On Friday, International Human Rights Day, Treasury announced that OFAC had designated 15 individuals and ten entities for their connection to human rights abuse and repression in several countries around the globe. Separately, OFAC imposed investment restrictions on one company in connection with the surveillance technology sector of the People’s Republic of China’s economy, highlighting the human rights abuse enabled by the malign use of technology.

For a list of the new SDN List designations and the addition to OFAC's Non-SDN Chinese Military-Industrial Complex Companies (NS-CMIC) list, see the December 10, 2021, BankersOnline OFAC Update.


Fed reiterates expectations for risk management for large banks

In a Supervision and Regulation letter, the Federal Reserve Board on Friday reiterated its supervisory expectations for large banks' risk management with investment funds.

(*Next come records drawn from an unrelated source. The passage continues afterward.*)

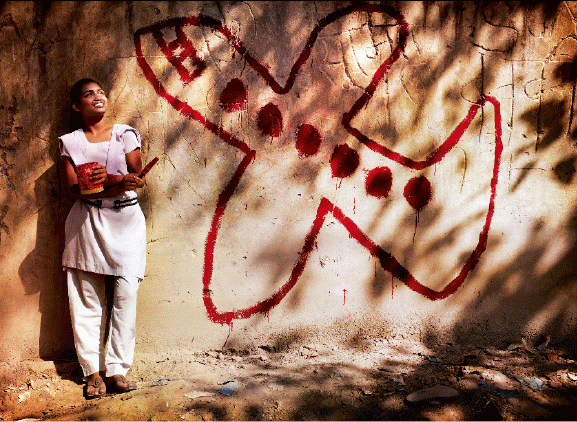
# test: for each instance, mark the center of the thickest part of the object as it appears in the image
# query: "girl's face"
(92, 102)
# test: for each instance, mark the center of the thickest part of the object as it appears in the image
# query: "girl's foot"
(95, 386)
(119, 384)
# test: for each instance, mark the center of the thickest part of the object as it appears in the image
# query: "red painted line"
(386, 260)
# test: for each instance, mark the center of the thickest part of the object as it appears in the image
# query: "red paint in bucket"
(87, 186)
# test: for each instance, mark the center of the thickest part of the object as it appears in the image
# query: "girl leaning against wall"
(105, 237)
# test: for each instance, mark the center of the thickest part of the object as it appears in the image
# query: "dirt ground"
(521, 382)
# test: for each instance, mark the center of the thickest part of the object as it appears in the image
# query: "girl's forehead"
(91, 86)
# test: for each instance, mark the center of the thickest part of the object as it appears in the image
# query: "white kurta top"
(105, 240)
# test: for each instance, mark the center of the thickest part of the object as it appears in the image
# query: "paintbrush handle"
(147, 168)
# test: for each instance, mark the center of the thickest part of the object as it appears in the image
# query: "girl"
(105, 237)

The supervisory message follows a review by the Board of the default and failure of Archegos Capital Management, a concentrated and leveraged fund.

The message describes the Board's existing expectations for large banks' counterparty credit risk management and margin practices, as well as existing practices that do not meet supervisory expectations, and identifies ways to mitigate those practices.


OCC revises Licensing Manual booklets

The OCC has issued Bulletin 2021-60 announcing revised versions of its "Background Investigations," "Capital and Dividends,” "Charters,” “Conversions to Federal Charter,” and “National Bank Director Waivers” booklets of the Comptroller’s Licensing Manual. The revised booklets replace booklets of the same title issued between April 2017 and October 2019. The revised booklets reflect recent changes to 12 CFR 5, make corrections where necessary, and contain updated guidance.


OFAC adds sanctions on Anti-Corruption Day

The Treasury Department yesterday announced that OFAC has targeted fifteen individuals and entities across several countries in Central America, Africa, and Europe. Yesterday’s actions were taken under authority of Executive Order 13818, which builds upon and implements the Global Magnitsky Human Rights Accountability Act and targets perpetrators of corruption and serious human rights abuse. OFAC’s actions were complemented by the U.S. Department of State’s announcement of visa restrictions under Section 7031(c) of the Department of State, Foreign Operations, and Related Programs Appropriations Act, targeting several corrupt current and former officials, as well as their immediate family members, and making them ineligible for entry into the United States.

International Anti-Corruption Day has been observed annually on December 9 since the United Nations General Assembly adopted the United Nations Convention against Corruption on October 31, 2003, to raise public awareness of the importance of anti-corruption initiatives in countering corruption and preventing it from undermining democratic institutions, eroding governmental stability, and slowing economic development.

For the names and identification information of the seven individuals and eight entities designated, and one previously designated party whose listing was updated yesterday, see the December 9, 2021, BankersOnline OFAC Update.